Эвлогий стоял в дверях, облокотясь на ручку огромного топора. Попеременно смотря на двух братьев, из которых один умолял, а другой угрожал, баронесса Эрминия де Сент-Жермен не заметила третьего свидетеля, стоявшего позади. Канеллак издали наблюдал за ними.
— Что это значит? Зачем ты явился сюда? — грозно спросил граф, удивленный появлением дикаря.
Эвлогий показал ему на Канеллака и произнес.

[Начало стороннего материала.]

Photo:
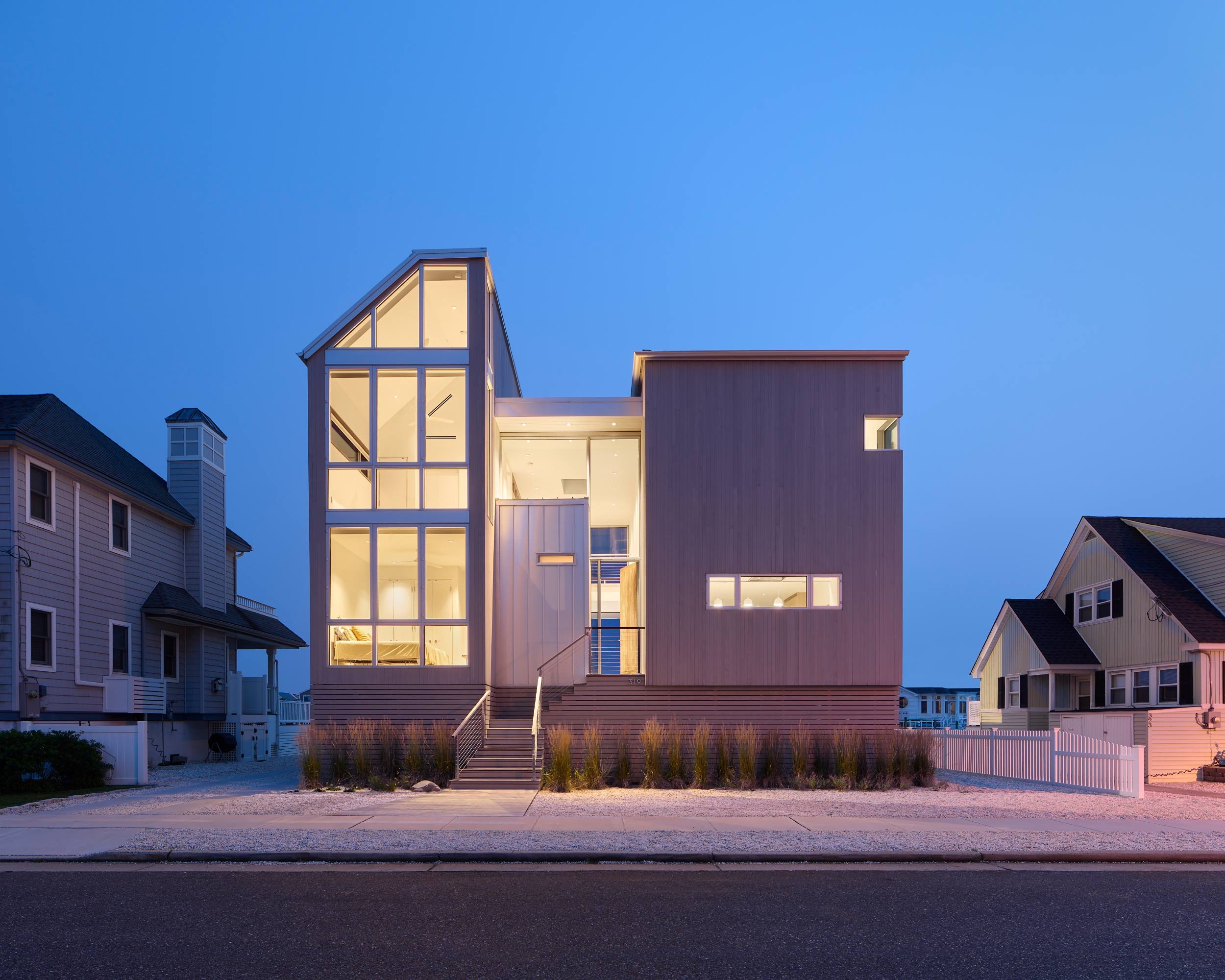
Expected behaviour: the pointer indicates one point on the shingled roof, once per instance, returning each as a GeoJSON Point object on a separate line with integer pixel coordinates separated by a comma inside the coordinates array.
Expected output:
{"type": "Point", "coordinates": [1054, 635]}
{"type": "Point", "coordinates": [172, 601]}
{"type": "Point", "coordinates": [1181, 599]}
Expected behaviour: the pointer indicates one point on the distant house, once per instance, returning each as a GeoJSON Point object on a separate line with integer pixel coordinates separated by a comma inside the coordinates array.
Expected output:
{"type": "Point", "coordinates": [935, 707]}
{"type": "Point", "coordinates": [119, 588]}
{"type": "Point", "coordinates": [1126, 642]}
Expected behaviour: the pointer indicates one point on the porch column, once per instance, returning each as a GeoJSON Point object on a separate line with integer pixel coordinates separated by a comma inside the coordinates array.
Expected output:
{"type": "Point", "coordinates": [273, 694]}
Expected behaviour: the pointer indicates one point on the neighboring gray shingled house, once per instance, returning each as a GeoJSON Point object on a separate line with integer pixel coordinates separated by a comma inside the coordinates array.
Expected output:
{"type": "Point", "coordinates": [1126, 642]}
{"type": "Point", "coordinates": [118, 588]}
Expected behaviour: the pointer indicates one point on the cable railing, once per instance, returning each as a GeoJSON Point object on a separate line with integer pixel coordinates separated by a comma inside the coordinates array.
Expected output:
{"type": "Point", "coordinates": [469, 735]}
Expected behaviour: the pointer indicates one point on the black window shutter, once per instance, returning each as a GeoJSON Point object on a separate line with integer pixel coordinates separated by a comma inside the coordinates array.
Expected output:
{"type": "Point", "coordinates": [1186, 684]}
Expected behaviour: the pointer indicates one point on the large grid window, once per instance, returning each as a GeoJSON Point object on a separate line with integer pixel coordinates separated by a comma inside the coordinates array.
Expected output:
{"type": "Point", "coordinates": [773, 592]}
{"type": "Point", "coordinates": [397, 439]}
{"type": "Point", "coordinates": [398, 597]}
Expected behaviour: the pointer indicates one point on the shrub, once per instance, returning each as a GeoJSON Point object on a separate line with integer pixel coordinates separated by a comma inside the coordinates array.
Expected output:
{"type": "Point", "coordinates": [412, 754]}
{"type": "Point", "coordinates": [724, 773]}
{"type": "Point", "coordinates": [923, 758]}
{"type": "Point", "coordinates": [851, 758]}
{"type": "Point", "coordinates": [652, 739]}
{"type": "Point", "coordinates": [309, 755]}
{"type": "Point", "coordinates": [388, 741]}
{"type": "Point", "coordinates": [772, 760]}
{"type": "Point", "coordinates": [49, 761]}
{"type": "Point", "coordinates": [700, 741]}
{"type": "Point", "coordinates": [624, 761]}
{"type": "Point", "coordinates": [674, 775]}
{"type": "Point", "coordinates": [746, 756]}
{"type": "Point", "coordinates": [442, 762]}
{"type": "Point", "coordinates": [802, 756]}
{"type": "Point", "coordinates": [362, 736]}
{"type": "Point", "coordinates": [593, 773]}
{"type": "Point", "coordinates": [559, 775]}
{"type": "Point", "coordinates": [337, 754]}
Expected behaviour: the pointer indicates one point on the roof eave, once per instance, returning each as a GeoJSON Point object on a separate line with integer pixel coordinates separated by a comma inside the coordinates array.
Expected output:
{"type": "Point", "coordinates": [403, 269]}
{"type": "Point", "coordinates": [642, 357]}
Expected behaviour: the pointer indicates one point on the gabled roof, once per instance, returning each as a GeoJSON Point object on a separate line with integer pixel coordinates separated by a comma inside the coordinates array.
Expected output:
{"type": "Point", "coordinates": [1053, 633]}
{"type": "Point", "coordinates": [45, 423]}
{"type": "Point", "coordinates": [236, 540]}
{"type": "Point", "coordinates": [178, 603]}
{"type": "Point", "coordinates": [1170, 587]}
{"type": "Point", "coordinates": [386, 282]}
{"type": "Point", "coordinates": [195, 415]}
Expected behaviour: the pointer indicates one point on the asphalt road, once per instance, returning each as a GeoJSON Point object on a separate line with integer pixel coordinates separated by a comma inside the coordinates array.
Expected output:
{"type": "Point", "coordinates": [611, 924]}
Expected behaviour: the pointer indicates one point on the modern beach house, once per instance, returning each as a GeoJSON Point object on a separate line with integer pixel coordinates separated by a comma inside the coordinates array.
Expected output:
{"type": "Point", "coordinates": [723, 543]}
{"type": "Point", "coordinates": [119, 597]}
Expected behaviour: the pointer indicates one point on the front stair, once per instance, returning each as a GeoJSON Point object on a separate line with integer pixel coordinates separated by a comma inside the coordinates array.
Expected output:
{"type": "Point", "coordinates": [505, 761]}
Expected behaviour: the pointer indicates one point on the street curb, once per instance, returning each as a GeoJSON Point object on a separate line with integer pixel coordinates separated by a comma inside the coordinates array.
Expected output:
{"type": "Point", "coordinates": [589, 858]}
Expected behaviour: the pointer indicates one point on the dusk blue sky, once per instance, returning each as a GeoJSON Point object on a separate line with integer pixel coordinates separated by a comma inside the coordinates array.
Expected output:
{"type": "Point", "coordinates": [1027, 196]}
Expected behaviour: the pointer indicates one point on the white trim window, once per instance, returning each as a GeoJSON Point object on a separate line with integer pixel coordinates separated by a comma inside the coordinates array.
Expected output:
{"type": "Point", "coordinates": [121, 526]}
{"type": "Point", "coordinates": [40, 637]}
{"type": "Point", "coordinates": [773, 592]}
{"type": "Point", "coordinates": [1094, 603]}
{"type": "Point", "coordinates": [40, 494]}
{"type": "Point", "coordinates": [171, 656]}
{"type": "Point", "coordinates": [1167, 684]}
{"type": "Point", "coordinates": [121, 647]}
{"type": "Point", "coordinates": [1142, 686]}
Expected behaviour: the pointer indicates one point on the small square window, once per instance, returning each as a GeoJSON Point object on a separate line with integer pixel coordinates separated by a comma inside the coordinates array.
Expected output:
{"type": "Point", "coordinates": [881, 433]}
{"type": "Point", "coordinates": [1168, 685]}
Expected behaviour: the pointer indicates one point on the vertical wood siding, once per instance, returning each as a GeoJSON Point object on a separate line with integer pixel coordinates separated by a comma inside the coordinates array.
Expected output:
{"type": "Point", "coordinates": [1132, 640]}
{"type": "Point", "coordinates": [1201, 562]}
{"type": "Point", "coordinates": [538, 609]}
{"type": "Point", "coordinates": [759, 467]}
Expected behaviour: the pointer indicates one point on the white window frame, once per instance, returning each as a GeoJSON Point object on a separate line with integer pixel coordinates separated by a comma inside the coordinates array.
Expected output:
{"type": "Point", "coordinates": [170, 441]}
{"type": "Point", "coordinates": [1131, 686]}
{"type": "Point", "coordinates": [28, 518]}
{"type": "Point", "coordinates": [30, 663]}
{"type": "Point", "coordinates": [111, 647]}
{"type": "Point", "coordinates": [112, 500]}
{"type": "Point", "coordinates": [896, 420]}
{"type": "Point", "coordinates": [808, 591]}
{"type": "Point", "coordinates": [1155, 689]}
{"type": "Point", "coordinates": [1008, 694]}
{"type": "Point", "coordinates": [178, 656]}
{"type": "Point", "coordinates": [1092, 591]}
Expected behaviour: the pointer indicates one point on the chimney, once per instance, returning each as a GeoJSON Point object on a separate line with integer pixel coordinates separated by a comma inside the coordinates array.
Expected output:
{"type": "Point", "coordinates": [196, 478]}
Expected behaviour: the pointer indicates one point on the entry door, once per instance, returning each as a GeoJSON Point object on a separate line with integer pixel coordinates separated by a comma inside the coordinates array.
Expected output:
{"type": "Point", "coordinates": [540, 596]}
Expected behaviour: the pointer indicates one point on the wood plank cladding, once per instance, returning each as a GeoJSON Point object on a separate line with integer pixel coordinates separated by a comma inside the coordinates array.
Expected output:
{"type": "Point", "coordinates": [618, 702]}
{"type": "Point", "coordinates": [758, 467]}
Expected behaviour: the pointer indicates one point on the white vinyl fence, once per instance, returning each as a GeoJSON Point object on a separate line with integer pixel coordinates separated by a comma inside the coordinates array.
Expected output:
{"type": "Point", "coordinates": [1061, 758]}
{"type": "Point", "coordinates": [124, 746]}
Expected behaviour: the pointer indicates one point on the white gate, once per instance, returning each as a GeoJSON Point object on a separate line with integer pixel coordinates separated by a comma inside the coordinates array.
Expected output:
{"type": "Point", "coordinates": [1061, 758]}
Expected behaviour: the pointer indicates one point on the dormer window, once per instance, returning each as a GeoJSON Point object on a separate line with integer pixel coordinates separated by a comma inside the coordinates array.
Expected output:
{"type": "Point", "coordinates": [185, 442]}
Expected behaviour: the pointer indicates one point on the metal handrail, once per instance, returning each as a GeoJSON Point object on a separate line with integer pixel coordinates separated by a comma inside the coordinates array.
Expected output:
{"type": "Point", "coordinates": [474, 739]}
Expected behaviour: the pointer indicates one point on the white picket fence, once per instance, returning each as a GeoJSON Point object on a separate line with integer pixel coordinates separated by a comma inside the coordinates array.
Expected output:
{"type": "Point", "coordinates": [125, 748]}
{"type": "Point", "coordinates": [1062, 758]}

— Женщина, стоящая здесь, — чудовище. Анонимное письмо написано ею с целью оклеветать невинных Рауля и Одилию. Своего брата, спешившего открыть тебе глаза, она велела убить.

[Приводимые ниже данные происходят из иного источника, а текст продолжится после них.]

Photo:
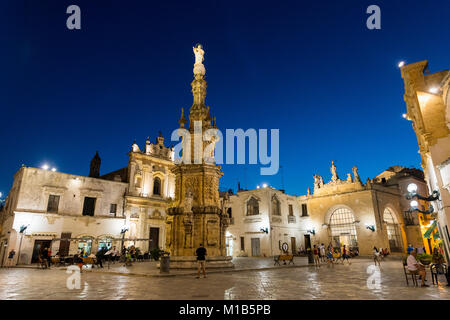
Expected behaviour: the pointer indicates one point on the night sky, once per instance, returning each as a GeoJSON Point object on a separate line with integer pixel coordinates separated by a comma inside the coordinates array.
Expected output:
{"type": "Point", "coordinates": [309, 68]}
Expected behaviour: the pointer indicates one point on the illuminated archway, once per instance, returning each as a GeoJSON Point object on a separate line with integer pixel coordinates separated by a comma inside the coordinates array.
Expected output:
{"type": "Point", "coordinates": [393, 231]}
{"type": "Point", "coordinates": [342, 228]}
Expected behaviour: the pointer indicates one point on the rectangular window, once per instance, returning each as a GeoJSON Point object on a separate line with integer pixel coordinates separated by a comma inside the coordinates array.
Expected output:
{"type": "Point", "coordinates": [304, 210]}
{"type": "Point", "coordinates": [89, 206]}
{"type": "Point", "coordinates": [113, 209]}
{"type": "Point", "coordinates": [53, 203]}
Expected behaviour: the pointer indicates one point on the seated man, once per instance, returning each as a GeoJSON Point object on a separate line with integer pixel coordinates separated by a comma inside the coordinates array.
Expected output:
{"type": "Point", "coordinates": [416, 268]}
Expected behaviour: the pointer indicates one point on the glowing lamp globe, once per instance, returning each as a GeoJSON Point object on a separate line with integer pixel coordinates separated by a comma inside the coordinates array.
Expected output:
{"type": "Point", "coordinates": [412, 188]}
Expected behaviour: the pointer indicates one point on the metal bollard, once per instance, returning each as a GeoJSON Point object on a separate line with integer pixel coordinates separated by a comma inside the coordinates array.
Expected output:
{"type": "Point", "coordinates": [164, 264]}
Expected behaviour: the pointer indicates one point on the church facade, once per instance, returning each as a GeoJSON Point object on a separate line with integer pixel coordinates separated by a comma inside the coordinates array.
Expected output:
{"type": "Point", "coordinates": [65, 212]}
{"type": "Point", "coordinates": [341, 212]}
{"type": "Point", "coordinates": [154, 202]}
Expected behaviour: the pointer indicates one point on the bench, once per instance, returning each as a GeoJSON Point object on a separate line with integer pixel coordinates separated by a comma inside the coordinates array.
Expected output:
{"type": "Point", "coordinates": [435, 269]}
{"type": "Point", "coordinates": [337, 257]}
{"type": "Point", "coordinates": [409, 273]}
{"type": "Point", "coordinates": [284, 257]}
{"type": "Point", "coordinates": [91, 261]}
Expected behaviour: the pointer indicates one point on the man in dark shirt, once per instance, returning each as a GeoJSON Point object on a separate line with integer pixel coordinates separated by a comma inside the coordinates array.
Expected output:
{"type": "Point", "coordinates": [201, 259]}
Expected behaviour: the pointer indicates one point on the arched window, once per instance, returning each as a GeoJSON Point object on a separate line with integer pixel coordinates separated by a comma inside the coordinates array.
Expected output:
{"type": "Point", "coordinates": [393, 231]}
{"type": "Point", "coordinates": [157, 186]}
{"type": "Point", "coordinates": [343, 230]}
{"type": "Point", "coordinates": [138, 182]}
{"type": "Point", "coordinates": [276, 210]}
{"type": "Point", "coordinates": [252, 207]}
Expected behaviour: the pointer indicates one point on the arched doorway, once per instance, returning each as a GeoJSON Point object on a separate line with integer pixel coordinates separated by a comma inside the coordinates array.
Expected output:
{"type": "Point", "coordinates": [393, 231]}
{"type": "Point", "coordinates": [342, 228]}
{"type": "Point", "coordinates": [157, 186]}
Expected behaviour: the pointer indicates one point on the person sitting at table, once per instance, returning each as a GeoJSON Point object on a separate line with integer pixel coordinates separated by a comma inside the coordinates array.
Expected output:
{"type": "Point", "coordinates": [416, 268]}
{"type": "Point", "coordinates": [115, 254]}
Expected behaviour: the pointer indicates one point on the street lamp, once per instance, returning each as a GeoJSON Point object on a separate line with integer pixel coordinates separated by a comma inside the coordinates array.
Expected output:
{"type": "Point", "coordinates": [412, 193]}
{"type": "Point", "coordinates": [21, 231]}
{"type": "Point", "coordinates": [122, 232]}
{"type": "Point", "coordinates": [2, 201]}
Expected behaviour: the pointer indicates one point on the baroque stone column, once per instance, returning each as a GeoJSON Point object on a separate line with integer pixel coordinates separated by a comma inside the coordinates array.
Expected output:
{"type": "Point", "coordinates": [195, 216]}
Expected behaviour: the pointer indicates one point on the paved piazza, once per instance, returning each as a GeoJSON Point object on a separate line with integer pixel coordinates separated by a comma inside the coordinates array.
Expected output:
{"type": "Point", "coordinates": [302, 282]}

— Какое мне до этого дело! — ответил Каспар д'Эспиншаль, почти обезумевший от страсти, подходя к Эрминии. — Я для нее оставил все: жену и честь, она для меня пожертвовала братом. Я люблю ее, она будет моей.
Но Эвлогий удержал безумца.
— Бедный! Эта женщина жаждет не тебя, а твоего богатства.

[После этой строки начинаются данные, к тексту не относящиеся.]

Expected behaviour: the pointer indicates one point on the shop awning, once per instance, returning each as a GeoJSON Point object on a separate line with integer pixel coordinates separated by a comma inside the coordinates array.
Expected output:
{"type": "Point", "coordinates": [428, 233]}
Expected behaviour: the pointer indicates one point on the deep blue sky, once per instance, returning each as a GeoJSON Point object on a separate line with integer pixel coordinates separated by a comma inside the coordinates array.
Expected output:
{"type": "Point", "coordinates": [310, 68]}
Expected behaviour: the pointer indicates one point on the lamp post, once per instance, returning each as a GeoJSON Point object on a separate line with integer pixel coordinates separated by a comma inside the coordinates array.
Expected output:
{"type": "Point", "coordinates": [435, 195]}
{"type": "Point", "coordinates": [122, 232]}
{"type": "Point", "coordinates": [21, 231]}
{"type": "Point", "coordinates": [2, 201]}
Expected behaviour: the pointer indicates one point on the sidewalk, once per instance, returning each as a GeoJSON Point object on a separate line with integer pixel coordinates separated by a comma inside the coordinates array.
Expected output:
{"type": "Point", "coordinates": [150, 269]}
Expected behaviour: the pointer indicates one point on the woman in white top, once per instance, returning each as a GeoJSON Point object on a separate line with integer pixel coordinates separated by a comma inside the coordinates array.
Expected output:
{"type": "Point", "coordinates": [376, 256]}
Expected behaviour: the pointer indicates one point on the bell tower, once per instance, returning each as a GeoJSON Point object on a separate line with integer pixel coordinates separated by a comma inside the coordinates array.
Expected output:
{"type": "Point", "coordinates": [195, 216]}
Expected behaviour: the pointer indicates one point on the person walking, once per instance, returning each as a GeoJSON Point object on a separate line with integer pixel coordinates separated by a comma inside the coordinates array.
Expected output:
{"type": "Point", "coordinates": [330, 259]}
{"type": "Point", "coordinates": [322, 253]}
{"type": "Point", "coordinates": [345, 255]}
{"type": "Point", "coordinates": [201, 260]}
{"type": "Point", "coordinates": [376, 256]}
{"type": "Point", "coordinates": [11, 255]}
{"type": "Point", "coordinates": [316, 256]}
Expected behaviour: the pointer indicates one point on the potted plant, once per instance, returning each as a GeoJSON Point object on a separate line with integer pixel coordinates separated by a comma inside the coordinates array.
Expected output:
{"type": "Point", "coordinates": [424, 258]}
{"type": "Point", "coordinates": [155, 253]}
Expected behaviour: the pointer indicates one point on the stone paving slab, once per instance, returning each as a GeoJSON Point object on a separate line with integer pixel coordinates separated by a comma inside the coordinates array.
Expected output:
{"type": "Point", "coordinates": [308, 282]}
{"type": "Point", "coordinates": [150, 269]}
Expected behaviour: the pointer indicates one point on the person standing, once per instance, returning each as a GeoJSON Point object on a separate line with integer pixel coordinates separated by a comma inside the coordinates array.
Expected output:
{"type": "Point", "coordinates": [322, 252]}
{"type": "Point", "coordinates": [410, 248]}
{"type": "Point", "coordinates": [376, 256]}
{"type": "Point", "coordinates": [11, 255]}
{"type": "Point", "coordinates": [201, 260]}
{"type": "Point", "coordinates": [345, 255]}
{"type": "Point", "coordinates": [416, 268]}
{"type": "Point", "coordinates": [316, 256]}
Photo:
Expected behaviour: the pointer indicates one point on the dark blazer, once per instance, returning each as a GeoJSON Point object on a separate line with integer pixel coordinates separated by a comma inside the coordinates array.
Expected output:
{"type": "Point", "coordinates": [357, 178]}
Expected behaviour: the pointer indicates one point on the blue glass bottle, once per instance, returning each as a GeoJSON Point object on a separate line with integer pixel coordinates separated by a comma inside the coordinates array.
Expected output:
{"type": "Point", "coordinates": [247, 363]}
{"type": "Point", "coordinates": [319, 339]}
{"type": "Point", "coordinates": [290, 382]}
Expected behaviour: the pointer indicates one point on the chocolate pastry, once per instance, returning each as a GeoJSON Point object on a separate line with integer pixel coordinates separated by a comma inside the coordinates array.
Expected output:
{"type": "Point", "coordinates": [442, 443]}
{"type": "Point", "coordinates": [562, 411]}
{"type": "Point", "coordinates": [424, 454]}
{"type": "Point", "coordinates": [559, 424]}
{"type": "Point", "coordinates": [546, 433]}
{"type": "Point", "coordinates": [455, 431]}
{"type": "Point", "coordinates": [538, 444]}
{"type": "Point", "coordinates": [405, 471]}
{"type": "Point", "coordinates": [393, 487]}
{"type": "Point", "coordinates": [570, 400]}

— Ложь! Клевета! — воскликнула Эрминия.
— Молчи, чудовище! — крикнул Эвлогий. — А ты, брат, выслушай меня.
Обессиленный волнением Каспар д'Эспиншаль упал в кресло.
XVIII
Эвлогий продолжал:
— У меня все доказательства. Уже четыре года, как эта ужасная женщина употребляет все усилия к достижению одной цели: сделаться графиней д'Эспиншаль. Маску добродетели, которой она прикрывала свой разврат, пора сорвать. Брат! Эта гнусная женщина — любовница де Селанса, де Канеллака и многих других. Они-то доставляли средства, необходимые для поддержания роскоши, так как муж не оставил ей ничего.
Эрминия побледнела и не знала, что ответить.
Граф Каспар д'Эспиншаль вскочил с кресла, взглянул ей в лицо и, пораженный ужасом, выбежал из комнаты, крича:
— Расступитесь! Расступитесь!
Но Эвлогий вторично удержал его словами:
— Не приходи в отчаяние! Ты виноват, но тебя подтолкнули на злодеяние. Я не допущу, чтобы ты отвечал за него. Оставайся здесь. Изменить и выдать тебя может только одно существо — эта женщина. Но она, с этой минуты, принадлежит мне…
Каспар д'Эспиншаль даже в эту ужасную минуту не потерял врожденной хитрости и воскликнул:
— О каком злодеянии ты говоришь? Я не сделал никакого… Сказавши, что пожертвовал женой, я просто ошибся. Жена моя сама себя отравила. Даже допустив мое участие в этом деле, кто осмелится утверждать, что я не имел права наказать ее: она призналась, что любит этого презренного пажа…
— Она призналась?
— Да, сама призналась.
— Очень хорошо!
Эвлогий обратился к де Канеллаку.
— Выслушай меня, старик! Ты был свидетелем ужасных вещей в этом замке. Я желаю, чтобы ты никогда не мог назвать моего брата убийцей.
Старый барон закусил губы от скрытой злобы. Собственно, против Каспара д'Эспиншаля он ничего не имел; одна Эрминия возбуждала его мстительность.
— Чего ты, собственно, от меня требуешь? — спросил он дикого.
— Необходимо, чтобы мы ни в чем не могли упрекнуть один другого. Иди за мной и захвати с собой этот топор.
Затем Эвлогий одной рукой подхватил Эрминию, другой потащил за собой старого де Канеллака.
Когда они вышли, на дворе начинало светать, но густой туман еще скрывал небо. Даже в нескольких шагах ничего нельзя было разобрать.
Голова несчастной Эрминии повисла на плече дикого человека, когда он очутился на берегу реки. Она пыталась заговорить и не находила слов. Попытка вырваться привела только к тому, что железные руки, державшие ее, сжались еще крепче. В отчаянии она вскрикнула:
— Куда вы меня тащите?
— Узнаешь скоро, — ответил Эвлогий.
Канеллак шел в молчании. Он предвидел что-то ужасное и, поглядывая сбоку на Эрминию, содрогался. Но любопытство заставляло его идти далее. Перейдя реку вброд они очутились на землях графов Шато-Моран, вблизи замка Рош-Нуар.